# Easy Black Lighting Trick



## Zoolando (Feb 25, 2016)




----------



## fontgeek (Jul 24, 2006)

Interesting, I'm just not sure how we would use it in a haunt or scene.
The addition of the new frequency of light, emitted by the standard bulb would help illuminate a scene or stage with better, normal visuals, but it would also diminish the blacklight effect on the props, actors, etc. For most haunters, I think that they have a fairly limited number of actual blacklights at their disposal, so the use of them, the blacklights, is fairly rare for use as general ambient lighting, though that is an interesting trick/phenomenon.
Just thoughts from the cheap seats.


----------



## Zoolando (Feb 25, 2016)

Fontgeek, i posted this video in response to many people asking where they can buy blue blacklights. Needless to say they're amazed when i explain that the blue bulb is actually a standard fluorescent bulb thats just not connected. Although the bulb indeed glows, it is not really giving off true light, rather a luminescence. another way of thinking about it is that the standard bulb is activated just the same as the fluorescent paint or white backdrops.
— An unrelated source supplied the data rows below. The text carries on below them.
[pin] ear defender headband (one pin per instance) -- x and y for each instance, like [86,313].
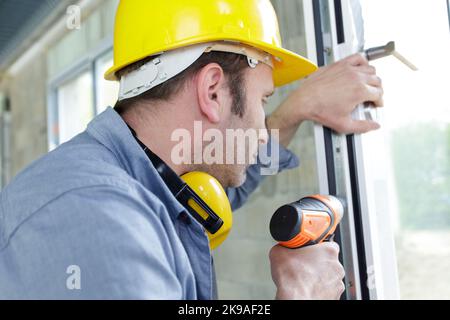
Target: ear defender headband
[200,193]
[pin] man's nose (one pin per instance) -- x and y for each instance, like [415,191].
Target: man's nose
[263,137]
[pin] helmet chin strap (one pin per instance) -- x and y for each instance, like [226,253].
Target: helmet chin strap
[169,64]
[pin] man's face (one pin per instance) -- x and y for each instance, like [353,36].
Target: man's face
[258,87]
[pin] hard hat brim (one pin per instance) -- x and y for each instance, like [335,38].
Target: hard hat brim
[288,66]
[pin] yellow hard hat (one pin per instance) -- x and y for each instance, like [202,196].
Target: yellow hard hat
[145,28]
[211,191]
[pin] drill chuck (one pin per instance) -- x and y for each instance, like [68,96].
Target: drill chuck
[309,221]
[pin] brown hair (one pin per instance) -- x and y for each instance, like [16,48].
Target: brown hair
[232,64]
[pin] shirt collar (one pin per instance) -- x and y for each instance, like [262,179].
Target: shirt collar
[109,129]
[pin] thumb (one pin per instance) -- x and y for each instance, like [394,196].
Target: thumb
[363,126]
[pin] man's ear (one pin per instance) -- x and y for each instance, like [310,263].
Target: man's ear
[210,83]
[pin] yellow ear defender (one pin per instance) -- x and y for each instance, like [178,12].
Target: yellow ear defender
[211,191]
[200,193]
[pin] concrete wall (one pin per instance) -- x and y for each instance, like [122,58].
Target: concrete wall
[27,88]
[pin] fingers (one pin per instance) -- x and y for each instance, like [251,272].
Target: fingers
[373,94]
[357,59]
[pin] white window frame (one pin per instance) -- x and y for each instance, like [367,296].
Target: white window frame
[381,278]
[85,63]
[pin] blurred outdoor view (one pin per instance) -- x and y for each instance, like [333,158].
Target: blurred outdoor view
[415,138]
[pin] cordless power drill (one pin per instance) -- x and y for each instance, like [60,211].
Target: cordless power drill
[309,221]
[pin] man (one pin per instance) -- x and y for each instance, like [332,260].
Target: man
[94,219]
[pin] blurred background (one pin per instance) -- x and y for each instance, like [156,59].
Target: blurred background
[52,58]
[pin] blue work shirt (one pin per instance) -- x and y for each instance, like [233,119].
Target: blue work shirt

Happy halfway to halloween day to you


----------



## Dacon333 (Aug 18, 2016)

Pretty neat. could make for a way to add some color to a black light. But for now im going to stick with the black bulbs.


----------



## Pumpkin5 (Aug 8, 2010)

:jol:I'm going to try this just to see what kind of light I get. It could be good for a scene with other objects that need some dim lighting instead of all black light effects.


----------